Александр Блок: "Есть среди "реалистов" молодой писатель, который намеками, еще отдаленными пока, являет живую, весеннюю землю, играющую кровь и летучий воздух. Это - Борис Зайцев". А в "Записных книжках" 20 апреля 1907 года Блок отмечает: "Зайцев остается еще пока приготовляющим фон - матовые видения, а когда на солнце - так прозрачные.
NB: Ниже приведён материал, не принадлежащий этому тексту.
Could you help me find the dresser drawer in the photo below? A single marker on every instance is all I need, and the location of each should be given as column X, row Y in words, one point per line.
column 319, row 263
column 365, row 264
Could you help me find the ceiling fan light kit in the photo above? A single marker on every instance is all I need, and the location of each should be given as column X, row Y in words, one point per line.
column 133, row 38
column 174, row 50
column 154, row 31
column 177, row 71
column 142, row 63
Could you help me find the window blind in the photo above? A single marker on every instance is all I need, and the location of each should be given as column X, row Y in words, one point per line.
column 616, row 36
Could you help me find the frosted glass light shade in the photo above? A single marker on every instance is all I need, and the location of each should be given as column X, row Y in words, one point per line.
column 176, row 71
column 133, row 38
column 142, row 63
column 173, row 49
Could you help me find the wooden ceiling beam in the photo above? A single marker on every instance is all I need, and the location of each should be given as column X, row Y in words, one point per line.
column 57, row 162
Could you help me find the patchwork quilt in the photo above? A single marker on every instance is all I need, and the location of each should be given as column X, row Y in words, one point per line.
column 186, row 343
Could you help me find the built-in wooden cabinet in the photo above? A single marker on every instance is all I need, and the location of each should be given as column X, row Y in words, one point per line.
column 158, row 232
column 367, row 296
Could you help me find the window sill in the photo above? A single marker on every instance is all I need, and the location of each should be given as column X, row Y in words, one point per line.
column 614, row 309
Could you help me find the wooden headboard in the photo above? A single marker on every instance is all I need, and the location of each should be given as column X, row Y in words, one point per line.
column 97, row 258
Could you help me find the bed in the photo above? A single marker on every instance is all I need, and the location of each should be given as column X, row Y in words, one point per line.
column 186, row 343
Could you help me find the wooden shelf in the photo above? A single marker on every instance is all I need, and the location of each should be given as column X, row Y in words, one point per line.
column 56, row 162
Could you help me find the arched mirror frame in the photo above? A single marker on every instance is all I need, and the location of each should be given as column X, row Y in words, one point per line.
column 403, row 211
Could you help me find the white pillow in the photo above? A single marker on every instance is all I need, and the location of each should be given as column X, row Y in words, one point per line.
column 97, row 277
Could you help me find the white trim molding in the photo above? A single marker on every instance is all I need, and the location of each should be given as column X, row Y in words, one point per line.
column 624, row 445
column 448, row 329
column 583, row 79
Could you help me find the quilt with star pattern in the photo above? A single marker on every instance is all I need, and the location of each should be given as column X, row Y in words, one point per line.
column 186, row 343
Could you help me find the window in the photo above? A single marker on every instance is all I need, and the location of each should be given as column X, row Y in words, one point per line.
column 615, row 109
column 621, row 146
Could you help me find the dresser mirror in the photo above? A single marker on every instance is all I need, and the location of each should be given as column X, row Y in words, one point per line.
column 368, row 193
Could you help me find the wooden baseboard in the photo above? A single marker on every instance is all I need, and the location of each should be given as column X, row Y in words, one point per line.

Если он действительно творец нового реализма (каким считала его критика того времени.- Т. П.), то пусть он разошьет по этому фону пестроту свою"[. И наконец, в статье "Литературные итоги 1907 года" заключает: "Борис Зайцев открывает все те же пленительные страны своего лирического сознания: тихие и прозрачные".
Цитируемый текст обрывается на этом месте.